0.2.21 • Published 7 years ago

mserv-pgentity v0.2.21

Weekly downloads
15
License
MIT
Repository
github
Last release
7 years ago

Introduction

mserv-pgentity is mserv extension that simplifies creating CRUD like actions for postgres-backed data entities. The middleware assumes that mserv-validate is present and the postgres client is pg-promise.

Installation

$ npm i --save mserv-pgentity

Usage

var entity  = require('mserv-pgentity'),
	service = require('mserv')(),

service.extend('enitity', entity, {
	postgres: 'postgres://localhost/mydatabase'
})

service.ext.entity('todo', {
	table: 'todos',
	scope: 'userId',
	keys: {id:'uuid'}
	model: {
		userId: Joi.string().guid(),
		id:     Joi.string().guid(),
		seq:    Joi.number(),
		title:  Joi.string(),
		done:   Joi.boolean(),
	},
	create: true,
	read:   true,
	update: true,
	delete: true
})


service.invoke('todo.fetch.all', {ownerId:'12345678-1234-1234-1234-123456789012'})

Options

The extension accepts only one option:

  • postgres: URI to the postgres database. If the context middleware is installed the postgres property will be added to the context.

Entities

When creating entities there are more options:

  • name : prefix for the action names that are created.
  • table : postgres table name with schema prefix if needed.
  • scope : multi-tenant support throw scoping.
  • keys : object with key names and their types.
  • model : object with column names (camel-cased) and their Joi model.
  • create : if true the <name>.create action will be created. Can also be a generator function, which acts as middleware around the create action. The generator function should have the following signature: function*(array[Object], next) and yield next(array) where array is the possibly modified array of objects that was initially passed in.
  • read : if true the <name>.find.by<Key> actions will be created for each key. Can also be a generator function, which acts as middleware around the read action. See create for more details.
  • update : if true the <name>.update action will be created. Can also be a generator function, which acts as middleware around the update action. See create for more details.
  • delete : if true the <name>.delete action will be created. Can also be a generator function, which acts as middleware around the delete action. See create for more details.
  • merge : if true the <name>.merge action will be created. Can also be a generator function, which acts as middleware around the merge action. Merge attempts perform update and will insert if the update failed. See create for more details.

Actions

The following actions are generated for you when using mserv-pgentity. Note that all functions support both a single and batch modes.

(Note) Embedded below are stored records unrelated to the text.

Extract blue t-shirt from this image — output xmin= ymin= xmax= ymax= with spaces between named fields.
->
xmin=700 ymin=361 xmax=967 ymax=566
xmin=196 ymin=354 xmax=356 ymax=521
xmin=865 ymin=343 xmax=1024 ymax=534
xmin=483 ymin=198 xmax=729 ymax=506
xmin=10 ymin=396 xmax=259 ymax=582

  • <name>.create : In single mode the argument should be an object that satisfies model. The result will be the created object or an exception will be thrown. In batch mode, the argument should be an object with a batch key whose value is an array of objects satisfying model. Returns an array of objects. Objects that could not be created will return {error$} with some details.

  • <name>.fetch.by<Key> : There will be one such action for each specified key. The argument would be an object with the <key> field that is either a single value or an array of values (single or batch). The result is either null, a single object or an array of objects.

  • <name>.fetch : Takes no arguments (or a scope argument) and returns all of the records.

  • <name>.update : In single mode the argument should be an object that satisfies model. The result will be the updated object or an exception will be thrown. In batch mode, the argument should be an object with a batch key whose value is an array of objects satisfying model. Returns an array of objects. Objects that could not be created will return {error$} with some details.

  • <name>.delete.by<Key> : There will be one such action for each specified key. The argument would be an object with the <key> field that is either a single value or an array of values (single or batch). The result is always the number of deleted records.

  • <name>.delete.all<Key> : Only if scoped, Takes no arguments and deletes all of the records within the scope. The result is the number of deleted records.

Scoping

Scoping was introduced to facilitate multi-tenancy. When scoped, all actions will require a key whose name is what was specified in the scope. For example if scope: 'tenantId' then all actions will require a tenantId. If the scope key is not present then a missingScope exception is thrown.